If you're already doing this and still facing the issue, it could be related to how the events are being handled or formatted when received by VAPI. You may need to review the integration code to ensure it's compatible with VAPI's expected event format.
If you need further assistance with the specifics of your implementation or if you believe there might be an issue with VAPI itself, please provide more details or reach out to the support team for more in-depth troubleshooting.
quickest-silverOP•9mo ago
I'm sending a separate transcription event after each turn. Here's the 3 transcriptions that I sent.

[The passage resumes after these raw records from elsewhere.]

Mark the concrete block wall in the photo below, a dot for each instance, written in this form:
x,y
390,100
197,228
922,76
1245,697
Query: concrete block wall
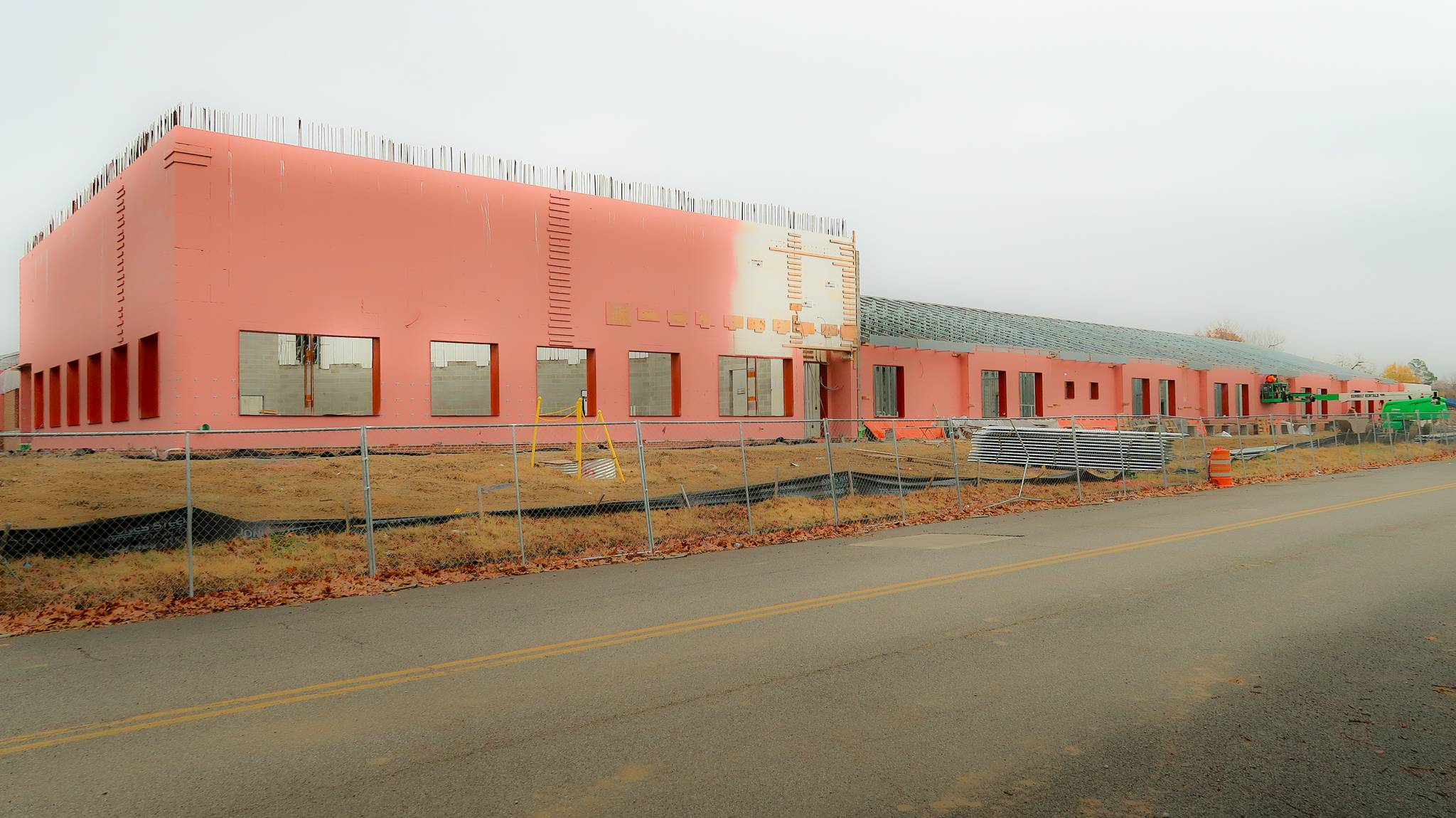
x,y
560,383
259,373
461,388
343,389
650,385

{"type": "transcriber-response", "transcription": "hello", "channel": "customer"}
{"type": "transcriber-response", "transcription": "how are you", "channel": "customer"}
{"type": "transcriber-response", "transcription": "what's the weather in San Francisco", "channel": "customer"}
@Vapi
rare-sapphire•9mo ago
@Miguel C you need to send alternatives transcriptions your sending all transcriptions as customer role only.
FYI: You might need to enable interim transcription.

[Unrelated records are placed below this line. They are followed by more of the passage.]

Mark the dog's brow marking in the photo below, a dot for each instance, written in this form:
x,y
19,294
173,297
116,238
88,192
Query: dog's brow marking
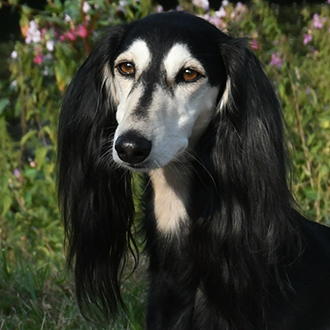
x,y
169,200
138,53
178,57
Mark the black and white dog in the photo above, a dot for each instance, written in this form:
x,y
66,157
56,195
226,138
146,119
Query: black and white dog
x,y
190,107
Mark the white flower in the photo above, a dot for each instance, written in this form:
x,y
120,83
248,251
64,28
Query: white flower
x,y
50,45
86,7
202,4
33,33
14,54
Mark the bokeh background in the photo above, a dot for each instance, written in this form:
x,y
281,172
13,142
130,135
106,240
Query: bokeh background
x,y
42,44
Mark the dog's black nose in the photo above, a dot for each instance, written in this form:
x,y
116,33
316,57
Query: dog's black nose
x,y
132,148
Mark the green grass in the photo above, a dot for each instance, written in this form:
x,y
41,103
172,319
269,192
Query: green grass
x,y
42,297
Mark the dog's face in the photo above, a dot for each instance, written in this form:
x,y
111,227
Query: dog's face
x,y
166,84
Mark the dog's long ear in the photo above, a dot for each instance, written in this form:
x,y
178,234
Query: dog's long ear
x,y
252,214
94,194
252,123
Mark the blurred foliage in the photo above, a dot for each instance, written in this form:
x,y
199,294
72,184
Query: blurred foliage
x,y
56,41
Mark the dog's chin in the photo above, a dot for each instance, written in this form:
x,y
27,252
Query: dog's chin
x,y
151,164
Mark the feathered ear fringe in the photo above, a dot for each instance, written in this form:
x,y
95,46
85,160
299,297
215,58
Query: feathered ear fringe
x,y
248,220
94,194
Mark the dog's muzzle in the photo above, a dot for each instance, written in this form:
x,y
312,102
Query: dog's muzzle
x,y
132,148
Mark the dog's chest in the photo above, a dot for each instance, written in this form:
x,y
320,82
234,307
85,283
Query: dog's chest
x,y
170,199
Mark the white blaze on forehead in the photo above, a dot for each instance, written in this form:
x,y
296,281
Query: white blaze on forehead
x,y
139,54
180,57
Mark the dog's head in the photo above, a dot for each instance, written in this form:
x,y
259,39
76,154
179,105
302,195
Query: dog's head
x,y
165,77
152,93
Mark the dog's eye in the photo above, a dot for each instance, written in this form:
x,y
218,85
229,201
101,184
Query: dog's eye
x,y
190,75
126,68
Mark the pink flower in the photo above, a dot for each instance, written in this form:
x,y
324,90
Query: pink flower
x,y
307,38
17,173
276,60
318,22
38,59
204,4
70,35
254,44
33,33
82,31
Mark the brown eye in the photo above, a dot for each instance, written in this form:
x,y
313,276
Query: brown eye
x,y
126,68
190,75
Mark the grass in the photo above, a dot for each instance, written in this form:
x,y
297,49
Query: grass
x,y
41,297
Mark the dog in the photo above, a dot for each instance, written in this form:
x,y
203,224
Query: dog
x,y
189,108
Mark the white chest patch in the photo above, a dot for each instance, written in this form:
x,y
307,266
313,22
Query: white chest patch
x,y
170,199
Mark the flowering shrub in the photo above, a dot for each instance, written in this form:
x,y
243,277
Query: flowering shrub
x,y
58,39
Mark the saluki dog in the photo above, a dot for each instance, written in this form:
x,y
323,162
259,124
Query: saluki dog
x,y
189,108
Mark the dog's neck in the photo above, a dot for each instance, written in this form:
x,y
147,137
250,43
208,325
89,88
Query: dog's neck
x,y
170,186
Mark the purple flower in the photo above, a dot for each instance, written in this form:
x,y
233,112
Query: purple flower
x,y
17,173
38,59
33,33
14,54
204,4
50,45
254,44
221,12
276,60
86,7
307,38
318,22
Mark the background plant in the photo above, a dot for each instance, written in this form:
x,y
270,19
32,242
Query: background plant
x,y
35,292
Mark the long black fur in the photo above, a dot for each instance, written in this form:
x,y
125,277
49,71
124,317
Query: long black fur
x,y
247,260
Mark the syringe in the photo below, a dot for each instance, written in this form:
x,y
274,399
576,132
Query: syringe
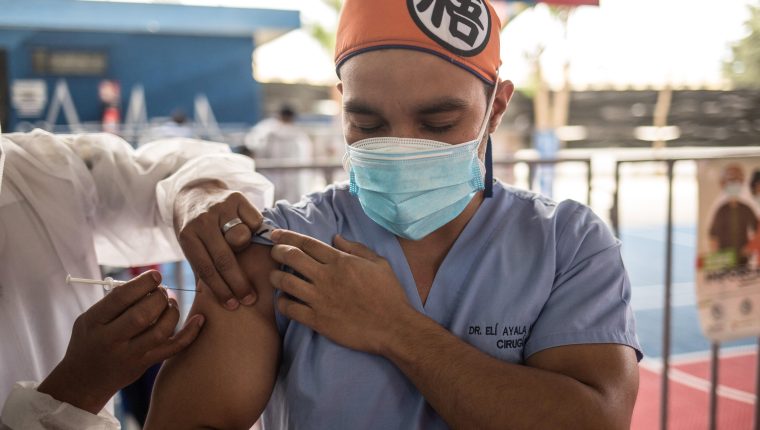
x,y
109,283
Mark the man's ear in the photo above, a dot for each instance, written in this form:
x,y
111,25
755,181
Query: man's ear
x,y
504,92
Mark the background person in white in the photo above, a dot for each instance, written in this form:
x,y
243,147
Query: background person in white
x,y
281,139
68,203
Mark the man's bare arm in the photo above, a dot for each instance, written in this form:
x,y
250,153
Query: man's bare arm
x,y
224,380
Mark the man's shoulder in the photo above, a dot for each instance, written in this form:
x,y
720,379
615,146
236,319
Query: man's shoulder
x,y
528,205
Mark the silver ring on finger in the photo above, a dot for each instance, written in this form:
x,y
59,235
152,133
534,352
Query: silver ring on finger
x,y
230,224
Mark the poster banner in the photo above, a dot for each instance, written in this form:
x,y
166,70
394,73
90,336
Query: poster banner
x,y
728,248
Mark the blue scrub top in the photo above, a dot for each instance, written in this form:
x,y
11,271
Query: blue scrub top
x,y
526,274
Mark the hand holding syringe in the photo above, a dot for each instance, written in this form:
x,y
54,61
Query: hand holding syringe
x,y
109,283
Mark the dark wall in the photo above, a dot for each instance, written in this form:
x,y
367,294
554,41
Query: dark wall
x,y
705,118
173,69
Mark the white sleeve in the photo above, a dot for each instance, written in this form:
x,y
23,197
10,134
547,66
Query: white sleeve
x,y
136,191
236,171
28,409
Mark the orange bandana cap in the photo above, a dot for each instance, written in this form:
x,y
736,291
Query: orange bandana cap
x,y
463,32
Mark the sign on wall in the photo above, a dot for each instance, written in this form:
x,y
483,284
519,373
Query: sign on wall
x,y
29,97
728,252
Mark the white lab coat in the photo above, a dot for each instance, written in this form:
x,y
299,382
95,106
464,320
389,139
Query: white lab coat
x,y
67,204
277,140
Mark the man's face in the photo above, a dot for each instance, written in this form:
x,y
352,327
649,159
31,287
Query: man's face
x,y
404,93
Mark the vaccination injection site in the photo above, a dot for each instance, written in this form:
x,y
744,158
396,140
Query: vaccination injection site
x,y
364,214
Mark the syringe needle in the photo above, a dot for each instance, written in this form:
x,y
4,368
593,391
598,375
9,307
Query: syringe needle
x,y
109,283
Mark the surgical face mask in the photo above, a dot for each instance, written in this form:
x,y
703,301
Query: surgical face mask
x,y
733,189
412,187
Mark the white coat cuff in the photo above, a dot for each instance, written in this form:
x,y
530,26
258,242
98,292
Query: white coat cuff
x,y
236,171
27,408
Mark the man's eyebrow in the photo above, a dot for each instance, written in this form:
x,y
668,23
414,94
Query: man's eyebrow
x,y
447,104
358,107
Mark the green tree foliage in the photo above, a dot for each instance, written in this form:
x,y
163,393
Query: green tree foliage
x,y
326,34
744,67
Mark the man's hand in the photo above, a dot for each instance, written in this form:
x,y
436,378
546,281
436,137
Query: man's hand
x,y
200,212
351,294
116,340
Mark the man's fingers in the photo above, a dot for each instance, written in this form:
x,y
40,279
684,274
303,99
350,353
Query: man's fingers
x,y
296,259
292,285
159,332
249,214
140,316
296,311
205,270
318,250
227,266
353,248
178,342
124,296
238,237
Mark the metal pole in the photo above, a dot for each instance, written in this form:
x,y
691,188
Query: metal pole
x,y
589,182
667,302
615,202
531,175
757,390
714,349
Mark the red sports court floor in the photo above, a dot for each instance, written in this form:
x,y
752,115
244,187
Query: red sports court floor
x,y
689,391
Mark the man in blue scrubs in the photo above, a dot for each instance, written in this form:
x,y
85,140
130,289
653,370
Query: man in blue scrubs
x,y
422,294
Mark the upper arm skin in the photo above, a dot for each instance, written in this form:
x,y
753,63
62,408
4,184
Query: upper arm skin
x,y
225,378
610,370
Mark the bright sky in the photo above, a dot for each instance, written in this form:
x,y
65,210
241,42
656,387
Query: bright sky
x,y
622,43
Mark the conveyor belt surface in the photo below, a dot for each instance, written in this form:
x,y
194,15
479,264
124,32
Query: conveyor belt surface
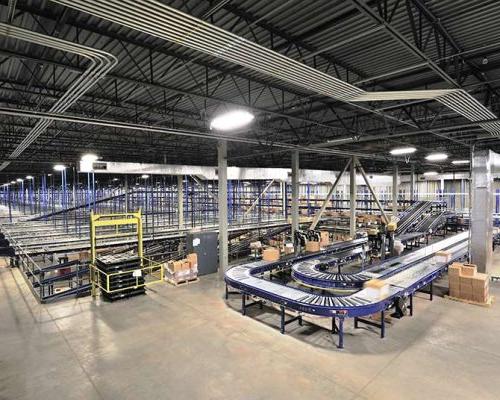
x,y
405,275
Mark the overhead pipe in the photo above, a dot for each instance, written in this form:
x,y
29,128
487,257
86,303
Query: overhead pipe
x,y
183,132
100,63
156,19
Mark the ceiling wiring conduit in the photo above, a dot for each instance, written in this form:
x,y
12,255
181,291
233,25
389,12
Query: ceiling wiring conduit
x,y
159,20
100,63
183,132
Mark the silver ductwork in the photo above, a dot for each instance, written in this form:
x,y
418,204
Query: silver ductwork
x,y
100,63
159,20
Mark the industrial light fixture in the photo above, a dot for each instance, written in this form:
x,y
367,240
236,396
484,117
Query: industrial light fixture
x,y
399,151
436,157
231,120
430,173
89,157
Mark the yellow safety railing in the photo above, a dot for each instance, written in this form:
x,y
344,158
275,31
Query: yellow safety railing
x,y
125,224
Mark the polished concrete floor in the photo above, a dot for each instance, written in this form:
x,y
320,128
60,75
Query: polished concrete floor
x,y
187,343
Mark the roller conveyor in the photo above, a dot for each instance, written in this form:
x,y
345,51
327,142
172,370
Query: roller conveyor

Do let me know your thoughts on it, and if you want to breakdown then share the call id.
quickest-silverOP•9mo ago
- What do you mean by sending alternatives transcriptions? - Do I also need to send the "assistant transcriptions"?
- If I send interim transcriptions, how does Vapi know when a transcription is final?
Thanks in advance @Shubham Bajaj
rare-sapphire•9mo ago
@Miguel C you have to decide final transcripts to Vapi and differentiate b/w user and assistant transcript and send with right role assigned to Vapi.
If you can share the call ID, I can pinpoint exactly what you're doing wrong.
quickest-silverOP•9mo ago
understood! I was able to make the custom transcriber work by doing that.
Now, nikhil told me about the modelOutputInMessagesEnabled flag which I would like to try out, but I believe it's not working
I shared the issue here: https://discord.com/channels/1211482211119796234/1228667357849849856/1314677498235195435
call_id: e50d7ff7-4058-4e36-b5e1-d1695e8dc03f
rare-sapphire•9mo ago
@Miguel C Looking into it allow me sometime.
quickest-silverOP•9mo ago
thanks 🙂
rare-sapphire•9mo ago
@Miguel C what's currently happening is your passing only the customer transcript you need to send both transcripts of each's turn as per the conversation flow,
modelOutputInMessagesEnabled
is used for setting what to be used in conversation messages LLM Output or TTS Transcription.
Check the screenshot for the reference.
Let me know your comments on this!!
quickest-silverOP•9mo ago
I thought that by enabling
modelOutputInMessagesEnabled
the LLM output would be used to append the assistant messages directly to the conversation system, and I would not need to transcribe the assistant audio.
Even if I enable modelOutputInMessagesEnabled
I still need to transcribe the assistant audio and send it to Vapi?rare-sapphire•9mo ago
modelOutputInMessagesEnabled
adds model output to the message history, but we only support it for 11labs right now since it needs the TTS to provide exact timing.quickest-silverOP•9mo ago
understood, thanks for helping out!
another question 😅 I'm using Google Speech to text API. This API sends me speech activity events such as an event that indicates when the user has stopped talking. Can I send this event to Vapi?
As far as I know, Vapi's documentation only mentions that I can send an event with the transcription. But I would like to know if I can send an event to indicate that the user has stopped talking. The goal is to reduce latency.
rare-sapphire•9mo ago
When you send transcription back to Vapi using custom-sst you control how fast you want to send back transcription to Vapi. Do let me know if anything else is required.
evident-indigo•4mo ago
@Shubham Bajaj is it on the roadmap to add support for
modelOutputInMessagesEnabled
for other TTS providers like Deepgram?It is already out. You can now enable it.
evident-indigo•4mo ago
i see - i'm using Vapi TTS and it doesn't seem to work. Transcribed messages are still being added to the transcript / messages. Here is the call id: 3c73fe72-754d-4792-828e-aff641ba3ad9
would be great if you can help
Hey Raj,
modelOutputInMessagesEnabled: true
only work for 11labs & assistant. So if the user is using squad or any other voice this is ignored.